# Man vs Woman



## Guest (Mar 8, 2002)

One evening last week, my wife and I were getting into bed. Well, the passion starts to heat up, and she then says, "I don't feel like it, I just want you to hold me." 

I said, "WHAT?!" 

So she says the words that I and every other husband on the planet dreads. She explains that I must not be in tune with her emotional needs as a Woman. I'm thinking, "What was her first clue?" but, I finally realized that nothing is going to happen that night, so I went to sleep. 

The very next day we went shopping at a big department store . . . I walked around while she tried on three very expensive outfits. She couldn't decide which one to take, so I told her to take all three of them. She then tells me that she wants matching shoes worth $200 each to which I say, "OK." 

And then we go to the Jewelry Dept. where she gets a set of diamond earrings. Let me tell you ...she was so excited! She must have thought that I was one wave short of a shipwreck, but I don't think she cared. I think she was testing me when she asked for a tennis bracelet because she doesn't even play tennis. I think I threw her for a loop when I told her that it was OK. 

She was almost sexually excited from all of this and you should have seen her face when she said, "I'm ready to go, let's go to the checkout." I could hardly contain myself when I blurted out, "No, honey.
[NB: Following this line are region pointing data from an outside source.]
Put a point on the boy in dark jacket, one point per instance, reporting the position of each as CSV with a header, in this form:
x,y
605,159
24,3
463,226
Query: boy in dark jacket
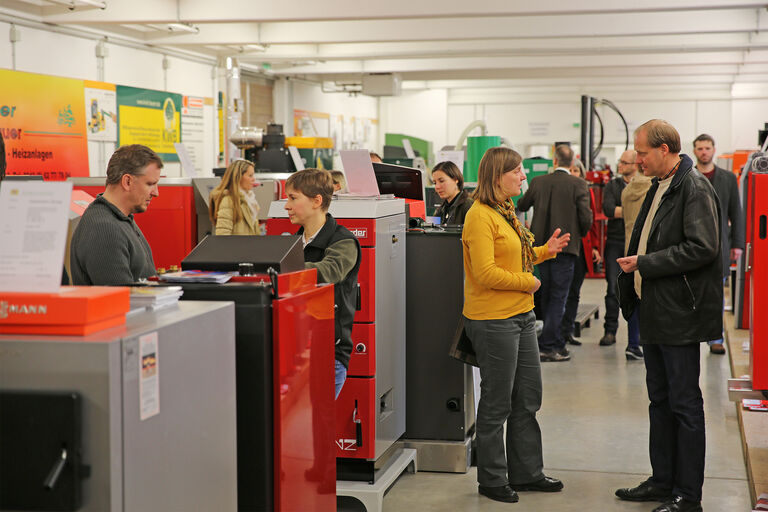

I don't feel like buying all this stuff now." 

You should have seen her face . . . it went completely blank. I then said, "Really honey! I just want you to HOLD this stuff for a while." Just when she had this look like she was going to kill me, I added, "You must not be in tune with my financial needs as a Man." 

I figure that I might be having sex again sometime during the Spring thaw of 2008.


----------